Bald nur noch eingeschränkter Zugang zum Master?

In NRW kann nach derzeitiger gesetzlicher Lage ein Masterstudiengang aufgenommen werden, wenn man einen ersten berufsqualifizierenden Abschluss nachweist, auf dem der Masterstudiengangaufbaut ­ in der Regel der entsprechende Bachelor. Dabei können die Hochschulen allerdings auch bestimmen, dass die Bewerberinnen und Bewerber vor der Einschreibung an einem Auswahlverfahren teilnehmen müssen.

Ich frage vor diesem Hintergrund die Landesregierung:

1. Hat nach Auffassung der Landesregierung jeder Studierender nach erfolgreichem Bachelorabschluss einen Anspruch auf einen Masterplatz?

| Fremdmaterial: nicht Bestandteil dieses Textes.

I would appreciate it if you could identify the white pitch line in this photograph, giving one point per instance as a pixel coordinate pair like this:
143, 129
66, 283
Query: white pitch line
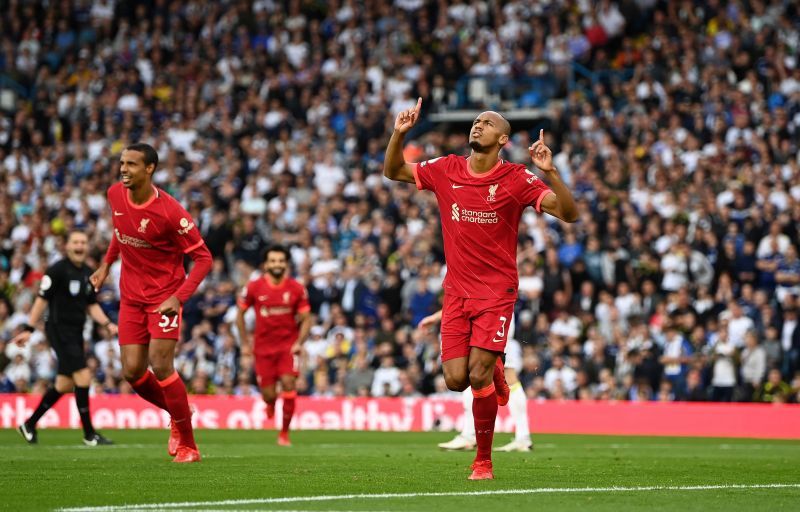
541, 490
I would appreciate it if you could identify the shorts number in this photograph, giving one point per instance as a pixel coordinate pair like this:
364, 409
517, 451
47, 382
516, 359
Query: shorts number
502, 330
171, 321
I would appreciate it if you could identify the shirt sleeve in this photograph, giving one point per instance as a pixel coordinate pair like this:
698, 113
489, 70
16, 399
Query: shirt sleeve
532, 189
245, 299
302, 305
49, 284
425, 173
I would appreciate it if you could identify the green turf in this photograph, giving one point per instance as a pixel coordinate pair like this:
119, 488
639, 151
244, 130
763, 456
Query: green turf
247, 465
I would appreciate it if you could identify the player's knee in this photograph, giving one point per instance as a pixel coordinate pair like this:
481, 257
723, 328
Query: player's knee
64, 387
480, 376
456, 383
132, 374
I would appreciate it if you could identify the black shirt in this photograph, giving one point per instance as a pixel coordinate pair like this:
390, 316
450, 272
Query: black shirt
68, 292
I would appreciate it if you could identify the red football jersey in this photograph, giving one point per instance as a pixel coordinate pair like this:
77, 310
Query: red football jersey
276, 309
480, 222
152, 239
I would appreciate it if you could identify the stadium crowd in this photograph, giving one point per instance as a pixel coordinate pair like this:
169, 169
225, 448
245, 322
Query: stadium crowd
680, 139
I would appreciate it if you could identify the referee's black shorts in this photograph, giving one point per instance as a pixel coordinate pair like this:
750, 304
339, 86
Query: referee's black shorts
67, 341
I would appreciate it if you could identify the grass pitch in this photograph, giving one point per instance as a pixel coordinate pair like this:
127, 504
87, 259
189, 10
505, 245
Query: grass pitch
245, 470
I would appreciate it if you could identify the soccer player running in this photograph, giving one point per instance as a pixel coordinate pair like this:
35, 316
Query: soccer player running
517, 401
152, 233
481, 199
283, 320
66, 294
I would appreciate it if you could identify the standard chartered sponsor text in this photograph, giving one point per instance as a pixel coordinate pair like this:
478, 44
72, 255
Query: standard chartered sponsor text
479, 217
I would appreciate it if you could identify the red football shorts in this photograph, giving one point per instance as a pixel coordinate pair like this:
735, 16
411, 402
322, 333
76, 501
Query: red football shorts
469, 323
139, 324
270, 367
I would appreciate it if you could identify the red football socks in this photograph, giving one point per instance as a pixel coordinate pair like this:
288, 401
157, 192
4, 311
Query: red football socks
148, 388
178, 403
484, 409
288, 409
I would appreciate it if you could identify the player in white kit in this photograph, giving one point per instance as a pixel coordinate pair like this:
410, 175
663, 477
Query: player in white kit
517, 402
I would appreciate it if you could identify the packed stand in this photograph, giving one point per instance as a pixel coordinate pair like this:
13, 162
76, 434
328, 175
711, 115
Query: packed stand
676, 125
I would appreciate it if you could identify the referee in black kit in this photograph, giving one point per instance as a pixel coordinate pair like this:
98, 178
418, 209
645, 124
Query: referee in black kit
67, 295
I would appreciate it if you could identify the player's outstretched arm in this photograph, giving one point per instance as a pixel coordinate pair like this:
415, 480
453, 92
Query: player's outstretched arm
100, 275
305, 328
560, 204
37, 310
394, 165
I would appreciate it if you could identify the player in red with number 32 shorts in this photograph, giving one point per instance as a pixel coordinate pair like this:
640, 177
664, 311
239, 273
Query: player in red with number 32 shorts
481, 199
152, 233
283, 320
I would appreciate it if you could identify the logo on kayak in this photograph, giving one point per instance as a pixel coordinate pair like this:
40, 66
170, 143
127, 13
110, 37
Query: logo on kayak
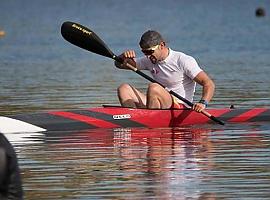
126, 116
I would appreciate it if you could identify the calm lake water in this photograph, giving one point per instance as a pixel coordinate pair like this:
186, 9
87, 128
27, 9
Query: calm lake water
40, 71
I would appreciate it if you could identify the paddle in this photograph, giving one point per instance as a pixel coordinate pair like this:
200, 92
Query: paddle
85, 38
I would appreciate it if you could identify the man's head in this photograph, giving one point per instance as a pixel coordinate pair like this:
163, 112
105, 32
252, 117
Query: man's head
150, 39
153, 46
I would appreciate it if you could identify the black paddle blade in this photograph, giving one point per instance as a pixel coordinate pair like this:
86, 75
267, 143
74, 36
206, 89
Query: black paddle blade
85, 38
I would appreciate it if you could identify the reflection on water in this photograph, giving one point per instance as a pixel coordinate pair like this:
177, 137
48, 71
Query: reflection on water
181, 163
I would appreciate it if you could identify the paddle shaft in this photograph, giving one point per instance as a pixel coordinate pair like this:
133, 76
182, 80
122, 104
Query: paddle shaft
85, 38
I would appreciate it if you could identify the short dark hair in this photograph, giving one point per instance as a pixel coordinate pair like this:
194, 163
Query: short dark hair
150, 38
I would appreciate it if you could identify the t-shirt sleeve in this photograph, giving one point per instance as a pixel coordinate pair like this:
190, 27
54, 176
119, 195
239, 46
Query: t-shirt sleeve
142, 63
191, 67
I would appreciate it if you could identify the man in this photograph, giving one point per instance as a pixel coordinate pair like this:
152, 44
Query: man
175, 70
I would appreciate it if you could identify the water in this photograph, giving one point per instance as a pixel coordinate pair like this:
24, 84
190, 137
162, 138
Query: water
41, 71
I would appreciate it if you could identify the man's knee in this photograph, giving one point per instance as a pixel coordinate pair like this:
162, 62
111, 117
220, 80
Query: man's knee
154, 88
123, 87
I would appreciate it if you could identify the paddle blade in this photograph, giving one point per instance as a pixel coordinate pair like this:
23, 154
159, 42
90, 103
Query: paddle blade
85, 38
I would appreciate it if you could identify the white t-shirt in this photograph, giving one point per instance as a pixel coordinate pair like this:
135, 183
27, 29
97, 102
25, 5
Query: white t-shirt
176, 72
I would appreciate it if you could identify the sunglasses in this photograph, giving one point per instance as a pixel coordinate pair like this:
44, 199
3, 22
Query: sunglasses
150, 51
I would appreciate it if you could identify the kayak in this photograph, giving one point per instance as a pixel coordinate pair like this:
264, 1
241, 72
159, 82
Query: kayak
120, 117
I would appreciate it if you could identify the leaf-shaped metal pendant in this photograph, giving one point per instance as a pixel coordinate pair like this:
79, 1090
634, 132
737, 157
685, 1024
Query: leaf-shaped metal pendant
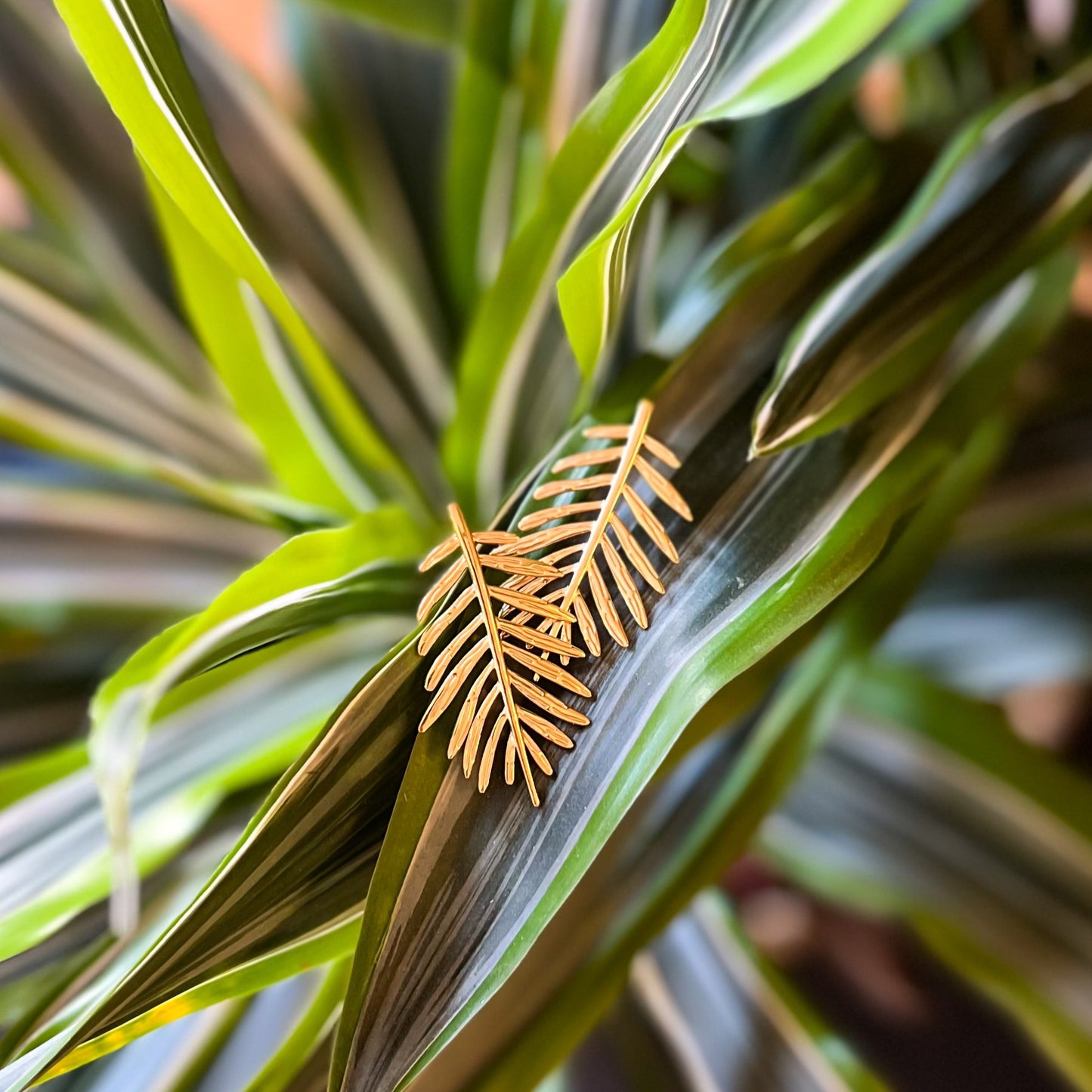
501, 610
582, 532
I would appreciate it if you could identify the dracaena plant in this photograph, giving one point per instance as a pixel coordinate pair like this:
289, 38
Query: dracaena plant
710, 375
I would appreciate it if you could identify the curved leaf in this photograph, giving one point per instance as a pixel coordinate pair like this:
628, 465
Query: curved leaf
312, 580
724, 1013
441, 883
708, 54
431, 20
132, 53
979, 842
746, 59
54, 849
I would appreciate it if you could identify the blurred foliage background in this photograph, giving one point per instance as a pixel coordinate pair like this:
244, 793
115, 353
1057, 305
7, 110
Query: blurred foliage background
280, 280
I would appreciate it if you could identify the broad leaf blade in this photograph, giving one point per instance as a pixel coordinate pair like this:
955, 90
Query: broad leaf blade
132, 53
1008, 193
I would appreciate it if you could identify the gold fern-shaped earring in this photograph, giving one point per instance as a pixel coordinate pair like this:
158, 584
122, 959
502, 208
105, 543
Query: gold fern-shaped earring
582, 533
501, 610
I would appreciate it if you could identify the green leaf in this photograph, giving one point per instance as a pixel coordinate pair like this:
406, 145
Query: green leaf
79, 555
517, 330
242, 342
132, 53
746, 63
302, 866
994, 888
71, 387
312, 1028
56, 858
348, 273
434, 21
718, 1005
311, 581
1011, 188
331, 944
71, 157
747, 586
493, 899
483, 144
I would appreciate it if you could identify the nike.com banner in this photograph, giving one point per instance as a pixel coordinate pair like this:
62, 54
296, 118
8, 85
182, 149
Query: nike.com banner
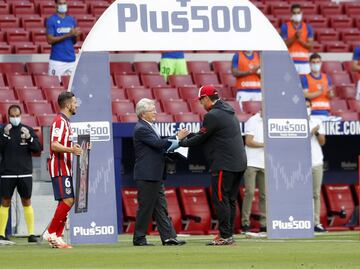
91, 86
287, 150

2. Kann dieser Anspruch durch Auswahlverfahren dauerhaft eingeschränkt werden?

3. Gilt dieses auch, wenn die Bewerberin oder der Bewerber ihren Bachelor an der gleichen Hochschule erfolgreich abgeschlossen haben?

4. Können Bewerberinnen und Bewerber anderer Hochschulen, bei einer Universität beispielsweise Fachhochschulen, schlechter gestellt werden?

5. Geht die Landesregierung davon aus, dass jede Bachelorstudentin und jeder Bachelorstudent aus NRW, die im nächsten Jahr in NRW einen Masterstudienplatz anstreben, diesen auch erhalten?

Antwort des Ministers für Innovation, Wissenschaft, Forschung und Technologie vom 24. Juli 2008 namens der Landesregierung:

Zur Frage 1:

Einen Anspruch auf einen Studienplatz in einem Masterstudiengang besitzen diejenigen Studierenden, die die hochschulzugangsrechtlichen und die hochschulzulassungsrechtlichen Voraussetzungen hierzu erfüllen.

Zur Frage 2:

Die hochschulzugangsrechtlichen Voraussetzungen, die erfüllt sein müssen, damit ein Studium aufgenommen werden kann, sind solche Voraussetzungen, die die Studienaufnahme an das Vorliegen persönlicher Eigenschaften, Fähigkeiten oder Leistungsnachweise knüpfen.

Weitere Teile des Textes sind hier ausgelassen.